More specific to language learning:

  1. Practice a foreign language. Language classes can take advantage of the opportunity to communicate in the target language of the class by finding native speakers on Twitter.
  2. Follow mentors. If [teachers] or other key figures in your field of study are on Twitter, follow them to keep up with their research and activities.
  3. Follow an idea, word, or event.
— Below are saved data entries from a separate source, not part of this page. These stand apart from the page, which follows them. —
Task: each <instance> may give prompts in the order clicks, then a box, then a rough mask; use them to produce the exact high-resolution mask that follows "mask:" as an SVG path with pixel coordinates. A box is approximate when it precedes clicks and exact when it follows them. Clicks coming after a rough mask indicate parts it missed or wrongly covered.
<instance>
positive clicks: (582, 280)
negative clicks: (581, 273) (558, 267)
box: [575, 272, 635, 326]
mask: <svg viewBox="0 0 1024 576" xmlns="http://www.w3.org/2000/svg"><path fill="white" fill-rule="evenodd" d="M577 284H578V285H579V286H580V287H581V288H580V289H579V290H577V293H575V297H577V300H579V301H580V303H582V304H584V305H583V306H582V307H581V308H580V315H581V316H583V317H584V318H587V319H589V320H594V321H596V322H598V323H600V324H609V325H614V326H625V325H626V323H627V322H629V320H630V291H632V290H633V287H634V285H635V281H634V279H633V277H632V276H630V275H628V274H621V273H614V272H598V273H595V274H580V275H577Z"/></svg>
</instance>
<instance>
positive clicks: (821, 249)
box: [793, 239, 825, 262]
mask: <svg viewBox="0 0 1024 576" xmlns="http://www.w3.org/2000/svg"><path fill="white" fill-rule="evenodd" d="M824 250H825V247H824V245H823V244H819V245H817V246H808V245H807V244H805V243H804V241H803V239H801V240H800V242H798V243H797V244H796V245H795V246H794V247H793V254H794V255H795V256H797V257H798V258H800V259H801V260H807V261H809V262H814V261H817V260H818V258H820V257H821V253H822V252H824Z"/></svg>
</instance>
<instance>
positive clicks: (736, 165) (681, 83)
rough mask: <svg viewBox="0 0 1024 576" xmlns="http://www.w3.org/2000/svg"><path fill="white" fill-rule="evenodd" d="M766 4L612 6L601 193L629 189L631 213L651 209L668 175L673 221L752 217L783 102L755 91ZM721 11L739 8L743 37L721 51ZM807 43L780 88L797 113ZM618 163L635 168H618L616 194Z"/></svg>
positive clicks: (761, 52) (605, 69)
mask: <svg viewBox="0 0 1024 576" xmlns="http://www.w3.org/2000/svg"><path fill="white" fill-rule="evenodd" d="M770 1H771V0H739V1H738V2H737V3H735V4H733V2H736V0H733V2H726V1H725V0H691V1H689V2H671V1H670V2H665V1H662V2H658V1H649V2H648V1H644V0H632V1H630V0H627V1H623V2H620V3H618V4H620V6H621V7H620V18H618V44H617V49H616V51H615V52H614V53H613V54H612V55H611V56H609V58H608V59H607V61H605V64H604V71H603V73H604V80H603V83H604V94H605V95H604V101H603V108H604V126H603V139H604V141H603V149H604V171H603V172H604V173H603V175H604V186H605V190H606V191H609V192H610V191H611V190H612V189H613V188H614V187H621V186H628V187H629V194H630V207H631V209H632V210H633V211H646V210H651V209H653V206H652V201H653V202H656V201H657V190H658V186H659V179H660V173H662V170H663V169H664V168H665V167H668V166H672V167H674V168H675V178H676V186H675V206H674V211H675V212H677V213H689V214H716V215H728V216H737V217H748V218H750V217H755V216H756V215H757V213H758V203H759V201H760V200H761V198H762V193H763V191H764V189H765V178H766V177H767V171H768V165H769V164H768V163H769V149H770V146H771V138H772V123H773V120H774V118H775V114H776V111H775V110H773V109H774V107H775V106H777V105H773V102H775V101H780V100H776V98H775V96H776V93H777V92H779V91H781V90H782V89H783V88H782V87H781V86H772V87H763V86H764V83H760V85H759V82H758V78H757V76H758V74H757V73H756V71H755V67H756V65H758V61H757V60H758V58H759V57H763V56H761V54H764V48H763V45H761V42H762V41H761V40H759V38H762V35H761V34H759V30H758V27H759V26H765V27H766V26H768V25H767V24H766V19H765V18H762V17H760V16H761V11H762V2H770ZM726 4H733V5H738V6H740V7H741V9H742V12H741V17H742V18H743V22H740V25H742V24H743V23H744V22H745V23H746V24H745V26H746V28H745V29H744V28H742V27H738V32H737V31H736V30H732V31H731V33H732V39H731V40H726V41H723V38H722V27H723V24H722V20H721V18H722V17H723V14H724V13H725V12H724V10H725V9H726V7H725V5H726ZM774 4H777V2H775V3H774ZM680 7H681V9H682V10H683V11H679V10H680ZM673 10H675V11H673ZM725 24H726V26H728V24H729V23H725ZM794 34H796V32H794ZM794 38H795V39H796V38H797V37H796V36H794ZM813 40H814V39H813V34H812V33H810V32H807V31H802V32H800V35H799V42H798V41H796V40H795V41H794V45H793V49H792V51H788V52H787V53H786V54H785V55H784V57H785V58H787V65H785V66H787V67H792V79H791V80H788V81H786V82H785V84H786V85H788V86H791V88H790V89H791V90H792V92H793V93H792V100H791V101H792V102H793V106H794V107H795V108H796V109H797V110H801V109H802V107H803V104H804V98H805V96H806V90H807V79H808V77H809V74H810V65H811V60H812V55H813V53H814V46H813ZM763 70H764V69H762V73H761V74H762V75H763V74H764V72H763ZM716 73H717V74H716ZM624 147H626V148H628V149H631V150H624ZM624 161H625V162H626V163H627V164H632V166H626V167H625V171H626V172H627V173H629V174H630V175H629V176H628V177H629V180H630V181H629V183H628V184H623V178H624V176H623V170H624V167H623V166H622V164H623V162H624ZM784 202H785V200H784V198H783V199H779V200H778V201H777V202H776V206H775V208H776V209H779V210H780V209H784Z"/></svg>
Send “track ___” with whatever word, event, or idea you want to follow in the blank, and you will receive Tweets that contain that keyword.

Teachers can set students short assignments that they have to complete in 140 characters or less.  Students can post interesting new words or points they learn, and can learn from peers around the world.  Post interesting news stories or websites about your chosen language.

The length restriction is a bit of a double-edged sword in that what you will see from native speakers will often be informal abbreviations, or internet slang, but at the same time, because communication is key, learners won’t have to worry too much about spelling and grammar.

It could be worth finding out if your language teacher or fellow students uses the service, or look up a few interesting people who tweet in your target language.  There are a lot of possibilities out there for this kind of thing, and I’d be interested to hear about your experiences.